Submitted by LindaWell, it is now October, and I've officially come up for air from starting the school year. I seem to always forget how consuming school is in the first month, teaching the kids the routines, expectations, and, well, herding cats. I was at the gym a few weeks back, and an older business man (who knew I was a kindergarten teacher) asked me if 'teaching kindergarten was easy'. I restrained myself from giving him a 10 minute tutorial on Common Core, full day kindergarten, high expectations coupled with no financial or personnel support, and so on. Because the truth of the matter, is, I love my job. I work at a fantastic 'think outside the box' school, get to collaborate with neato people like these gals, and I get to dance and sing and laugh everyday.
This year we implemented a full day kindergarten program, and I have to say, it's going well. I have the cutest group of kids, sweet little people with 'normal' kindergarten behaviors. I also have two very special students mainstreamed, one with Down Syndrome, and one with Autism. My class turned out to be the perfect mix for these two - able to ignore behaviors (rather than copying), and never asking why those students get to use things like markers, or squishy balls, or gum. I really love what I've learned through the years adding these special friends to my class. One of the biggest things I've learned, is that what usually helps the special kids, ends up helping everyone. And at my site, we value the concept of everyone having something to contribute, despite their strengths and weaknesses.

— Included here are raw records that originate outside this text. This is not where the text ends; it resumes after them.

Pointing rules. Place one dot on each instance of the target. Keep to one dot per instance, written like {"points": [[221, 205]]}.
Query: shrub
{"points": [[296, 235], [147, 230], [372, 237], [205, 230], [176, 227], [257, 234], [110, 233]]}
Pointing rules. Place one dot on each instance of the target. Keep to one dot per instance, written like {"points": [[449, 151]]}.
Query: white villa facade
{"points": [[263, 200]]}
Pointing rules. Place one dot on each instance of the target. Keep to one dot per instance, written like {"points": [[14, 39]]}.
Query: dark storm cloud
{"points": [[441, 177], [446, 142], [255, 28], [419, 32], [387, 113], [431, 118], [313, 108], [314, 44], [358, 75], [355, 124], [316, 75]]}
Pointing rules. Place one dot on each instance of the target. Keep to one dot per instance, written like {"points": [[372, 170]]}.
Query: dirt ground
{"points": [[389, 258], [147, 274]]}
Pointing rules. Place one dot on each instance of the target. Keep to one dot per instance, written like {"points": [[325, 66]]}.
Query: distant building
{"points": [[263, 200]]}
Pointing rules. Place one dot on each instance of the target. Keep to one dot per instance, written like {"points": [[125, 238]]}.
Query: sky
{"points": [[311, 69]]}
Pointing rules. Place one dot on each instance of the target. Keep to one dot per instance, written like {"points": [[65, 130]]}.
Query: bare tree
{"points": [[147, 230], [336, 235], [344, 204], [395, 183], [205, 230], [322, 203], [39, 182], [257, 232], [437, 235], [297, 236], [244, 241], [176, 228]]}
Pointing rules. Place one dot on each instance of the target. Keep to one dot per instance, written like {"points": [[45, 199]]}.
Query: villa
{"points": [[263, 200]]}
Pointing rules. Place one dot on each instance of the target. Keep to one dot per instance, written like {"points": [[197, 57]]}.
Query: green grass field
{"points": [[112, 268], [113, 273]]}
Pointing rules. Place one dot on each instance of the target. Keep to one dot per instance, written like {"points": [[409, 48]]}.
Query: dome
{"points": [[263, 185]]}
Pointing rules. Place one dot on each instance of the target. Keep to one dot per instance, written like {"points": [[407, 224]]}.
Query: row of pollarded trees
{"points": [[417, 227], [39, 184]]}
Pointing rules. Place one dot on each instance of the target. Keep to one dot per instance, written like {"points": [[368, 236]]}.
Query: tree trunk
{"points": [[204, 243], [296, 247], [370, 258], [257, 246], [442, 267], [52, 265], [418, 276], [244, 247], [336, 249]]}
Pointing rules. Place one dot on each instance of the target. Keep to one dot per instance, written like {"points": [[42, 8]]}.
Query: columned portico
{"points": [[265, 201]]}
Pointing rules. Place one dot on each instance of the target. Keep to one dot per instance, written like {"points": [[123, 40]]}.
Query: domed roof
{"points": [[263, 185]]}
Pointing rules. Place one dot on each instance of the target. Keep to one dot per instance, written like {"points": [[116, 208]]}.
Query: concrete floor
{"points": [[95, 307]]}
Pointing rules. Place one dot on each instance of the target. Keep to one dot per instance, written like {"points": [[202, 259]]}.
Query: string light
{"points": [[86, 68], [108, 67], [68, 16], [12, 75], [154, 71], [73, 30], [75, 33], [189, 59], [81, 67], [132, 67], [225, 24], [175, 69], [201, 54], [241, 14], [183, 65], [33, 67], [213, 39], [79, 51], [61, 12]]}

Anyone who knows a teacher or who is married to a teacher knows that the first day of school is a big, big day. Any teacher worth their salt has been upgrading their classroom during August, or working on their computer researching and planning. Out in the 'real world', people usually don't understand this. Someone who does is my friend Liz. You may remember her from our antiquing adventures and our summer trip to the Carolinas.